I don't see why they have to do this in userspace at all. If they did:
* allocate read/write buffer
* JIT instructions into it
* change mapping to read/execute
* run the JITted code
Then the kernel manages flushing the data caches on the mapping change, and Mono gets to wrap a Somebody Else's Problem field around it. It sounds like they are instead:
* allocate read/write/execute buffer
* JIT instructions into it
* manually flush relevant data caches (with an assumption that the cache line size is constant)
That approach is harder to use in practice that in sounds. It's not like people have not tried it.
The OS only let you alloc in large granules, like 4k or 16k, and the vast majority of the methods are significantly smaller than that, meaning a JIT must colocate multiple methods in the same allocation block or waste a significant amount of memory.

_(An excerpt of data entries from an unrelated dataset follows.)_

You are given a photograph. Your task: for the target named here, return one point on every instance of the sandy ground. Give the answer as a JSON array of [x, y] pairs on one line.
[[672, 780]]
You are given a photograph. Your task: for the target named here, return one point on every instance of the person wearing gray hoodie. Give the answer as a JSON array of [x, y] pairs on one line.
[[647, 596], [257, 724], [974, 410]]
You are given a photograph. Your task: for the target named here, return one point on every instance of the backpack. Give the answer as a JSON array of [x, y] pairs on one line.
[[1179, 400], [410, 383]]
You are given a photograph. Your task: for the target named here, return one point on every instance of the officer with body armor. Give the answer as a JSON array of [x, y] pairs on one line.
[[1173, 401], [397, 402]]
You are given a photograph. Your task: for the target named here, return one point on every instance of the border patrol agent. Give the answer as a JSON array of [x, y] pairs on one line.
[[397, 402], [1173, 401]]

We could get around that by remapping memory between read/write to read/execute and have the OS solve the problem for us. Except for a couple of small details, modifying a memory mapping is very expensive and we're, well, in the performance business, and that mono is multi-threaded so one thread might be executing code from the exact page we just made non-executable.
This approach, IIRC, was tried by Firefox as it has some security advantages, but discarded due to the measurable performance impact - and they don't have the second problem as JS is single threaded.
How is this safe in the multithreaded case anyway? If a process has just written a new JITted method and is flushing the i$ on the CPU it's executing on, but then gets scheduled away part-way through the flush, if you were very unlucky then couldn't another thread then get scheduled on that CPU and try to execute the just-written method, which failed to be fully flushed from that CPU's cache?
Multi-threaded safety is simply due to JIT controlling the visibility of the newly compiled code. First flush, then make it visible for execution, can't go wrong with that and scheduling won't matter.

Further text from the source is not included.